Closed anfranken closed 8 years ago
Perhaps it is useful to add a suffix which shows that a variables is not available by any access way. This could be especially useful for variable which are the basis for generated variables. Users can only comprehend how a generated variable is constructed (meta data) if they have some information about the original (basis) variable. Parhaps for variables which are not accessible, only the labels and codes should be shown in the variable report. Otherwise there could be a danger of de-anonymisation. For example: Reasons for exemption from paying tuition fees are clumed (in the 19th social survey): downstream tuition fees and "other reasons" form a new group "other reasons (including downsteam tution fees"). If in the basis variable there is information about the size of the groups, for example: other: n=10 and downstream tuition fees: n =90, there is a high (90 %) probability that a person in the new group (n=100) belongs to the group "downstream tuition fees" (only students in Hamburg belong to this group!). Therefore, to reduce the risk of de-anonymisation, it could be better to just show the labels and codes of the original (basis) variable in the variable report and not the number of cases. Note: the reported number of cases are not the real ones; they are only an example.

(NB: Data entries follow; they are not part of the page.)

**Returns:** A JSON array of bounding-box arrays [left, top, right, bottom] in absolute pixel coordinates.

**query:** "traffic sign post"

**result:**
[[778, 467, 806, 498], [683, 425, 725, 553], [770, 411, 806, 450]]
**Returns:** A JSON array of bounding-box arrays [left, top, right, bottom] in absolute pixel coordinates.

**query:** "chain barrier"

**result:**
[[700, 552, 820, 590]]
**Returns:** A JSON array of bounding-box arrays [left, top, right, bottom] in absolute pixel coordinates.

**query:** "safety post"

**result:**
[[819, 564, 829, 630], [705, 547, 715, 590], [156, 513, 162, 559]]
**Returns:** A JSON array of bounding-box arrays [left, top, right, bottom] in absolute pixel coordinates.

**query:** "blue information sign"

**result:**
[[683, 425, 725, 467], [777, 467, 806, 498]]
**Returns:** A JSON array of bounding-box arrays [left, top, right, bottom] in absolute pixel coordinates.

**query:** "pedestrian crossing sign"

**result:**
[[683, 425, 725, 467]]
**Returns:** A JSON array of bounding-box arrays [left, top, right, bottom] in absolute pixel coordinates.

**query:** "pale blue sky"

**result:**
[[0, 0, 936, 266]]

Thank you very much for the comment @Sarcletti . Actually this is already on our Agenda. In the course of designing our datamanagement approach in terms of OAIS (in which the AIP represents our main dataproduct) we thought about referencing the Only-AIP-Variables with an _A in the suffix. I think this is quite similar to your suggestion. See also issue #409 .
We need to support: "download-cuf", "download-suf", "remote-desktop-suf", "onsite-suf", "not-accessible"
we have to change the controlled vocabulary of variable.accessWays to (for example):
But this can only be done, if it is determined which ways are possible.